Click Apply > Close.
(Optional) Repeat the above steps for additional users.
Exit ConsoleOne.
The reader and its software are provided by the reader manufacturer, and must be installed on the client workstation according to manufacturer instructions before installing the login method.
The NMAS Client on the workstation must be updated to version 2.02 or later unless the ID snap-in will be used; in that case NMAS should be updated to version 2.1 or later. The SmartCard client module must be installed on each workstation that will use the SmartCard login method.

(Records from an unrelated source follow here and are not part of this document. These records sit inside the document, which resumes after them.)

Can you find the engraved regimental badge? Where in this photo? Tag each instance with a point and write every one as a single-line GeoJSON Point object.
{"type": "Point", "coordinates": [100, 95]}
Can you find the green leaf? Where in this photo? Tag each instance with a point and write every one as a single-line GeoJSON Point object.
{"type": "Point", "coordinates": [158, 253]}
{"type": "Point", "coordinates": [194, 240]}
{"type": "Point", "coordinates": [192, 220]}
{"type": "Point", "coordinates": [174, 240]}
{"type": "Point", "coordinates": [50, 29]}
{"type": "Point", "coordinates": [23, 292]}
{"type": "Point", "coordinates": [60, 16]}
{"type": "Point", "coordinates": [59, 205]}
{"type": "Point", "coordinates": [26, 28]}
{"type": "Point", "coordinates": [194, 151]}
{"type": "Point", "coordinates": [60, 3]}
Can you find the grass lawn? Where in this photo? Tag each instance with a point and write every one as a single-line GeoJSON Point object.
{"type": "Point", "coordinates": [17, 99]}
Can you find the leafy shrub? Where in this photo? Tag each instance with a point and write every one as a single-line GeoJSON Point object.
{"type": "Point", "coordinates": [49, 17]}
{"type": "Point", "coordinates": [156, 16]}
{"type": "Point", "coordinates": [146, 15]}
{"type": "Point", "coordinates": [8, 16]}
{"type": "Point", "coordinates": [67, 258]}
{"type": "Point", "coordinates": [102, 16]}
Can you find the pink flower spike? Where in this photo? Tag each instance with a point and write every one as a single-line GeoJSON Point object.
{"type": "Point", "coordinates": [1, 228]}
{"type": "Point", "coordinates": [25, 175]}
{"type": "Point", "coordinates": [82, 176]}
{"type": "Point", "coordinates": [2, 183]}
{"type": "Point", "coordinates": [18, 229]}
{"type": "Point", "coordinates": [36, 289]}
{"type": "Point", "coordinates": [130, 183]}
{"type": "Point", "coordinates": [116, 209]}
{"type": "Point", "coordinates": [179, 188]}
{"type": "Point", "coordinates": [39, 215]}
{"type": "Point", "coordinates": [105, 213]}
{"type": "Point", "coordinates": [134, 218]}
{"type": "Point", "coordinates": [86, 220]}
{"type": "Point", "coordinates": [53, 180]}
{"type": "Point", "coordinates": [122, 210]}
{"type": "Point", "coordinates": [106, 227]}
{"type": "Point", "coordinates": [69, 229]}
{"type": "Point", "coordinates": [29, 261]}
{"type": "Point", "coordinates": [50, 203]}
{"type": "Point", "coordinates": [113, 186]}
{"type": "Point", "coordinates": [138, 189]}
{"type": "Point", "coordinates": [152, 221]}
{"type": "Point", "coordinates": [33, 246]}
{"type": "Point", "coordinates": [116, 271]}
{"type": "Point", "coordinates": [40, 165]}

To install the client module:
To update the NMAS client on the workstation, run nmasinstall.exe (located at the root directory of the NMAS CD) on each workstation that will use the Universal SmartCard login method.
Select the NMAS Client, then click OK. (Requires NICI 2.4.1 Client)
Accept the agreement.
From the Select NMAS Clent Login panel, select Universal SmartCard and then click Next.
From the Select NMAS Post-Login Methods panel, do not select any method, click Next.
The wizard completes the NMAS upgrade and method selection. The SmartCard client module can be configured during setup to initiate a user login automatically with the insertion of the SmartCard in the reader, or to follow a manual login with the user presenting the SmartCard when prompted in the sequence.
At the PKCS#11 Library Selection panel, select the SmartCard vendor you are using from the list, or select User Specified. Then click Next.
(If you select User Specified you will need to provide the name of the vendor provided PKCS#11 library .DLL file.)
(Optionl) On the Select Options panel, you can choose to use the card reader to obtain the username of the SmartCard holder. NMAS restrictions allow only one method to automatically obtain the username at the workstation being configured.
If you select the option, the ID-snap-in will be configured to allow the SmartCard to provide both Identity and Authentication to the network for the user. To select, check the option and click Next. Otherwise, proceed to step 8.
Fill in the information if you want to specify which tree, server, and sequence are used for authentication. Otherwise, click Next
If the sequence field is left blank on the previous screen, the Sequence Options panel appears. In this case, select Use the Users Default Sequence if you have previously defined a sequence for your users. Otherwise, select the sequence last used on that workstation option, then click Next.
On the LDAP Servers panel, specify the name or IP Address of the LDAP server and any alternates, then click Next, > Next.
Complete the wizard to finish the installation.
(Conditional) If you have Secure Workstation installed, you will be required to restart the Secure Workstation service.
To initialize a SmartCard for use with this method, the SmartCard must have at least one private key and a user certificate corresponding to that private key. The private key must be enabled for signature generation. This is done preferably by using the vendor-supplied utility, or it can be done with the Novell supplied initsc.exe utility to upload the contents of a PKCS#12 (PFX) file into the Smart Card.
For example, if the name of the PFX file is MyKeys.pfx, its password is "Novell", and the SmartCard's PIN is 1234, then execute: initsc -p 1234 -s Novell -f MyKeys.pfx -m pk2priv.dllNote that "-m pk2priv.dll" is the name of the PKCS#11 provider library for GemSAFE. Other providers might have different names. In this example, it is a GemSAFE SmartCard and PKCS#11 provider. This utility does not accept Unicode* passwords and PINs, and it is tested with the GemSAFE SmartCard and library. The use of this library with other vendors might or might not work. Use it at your own risk.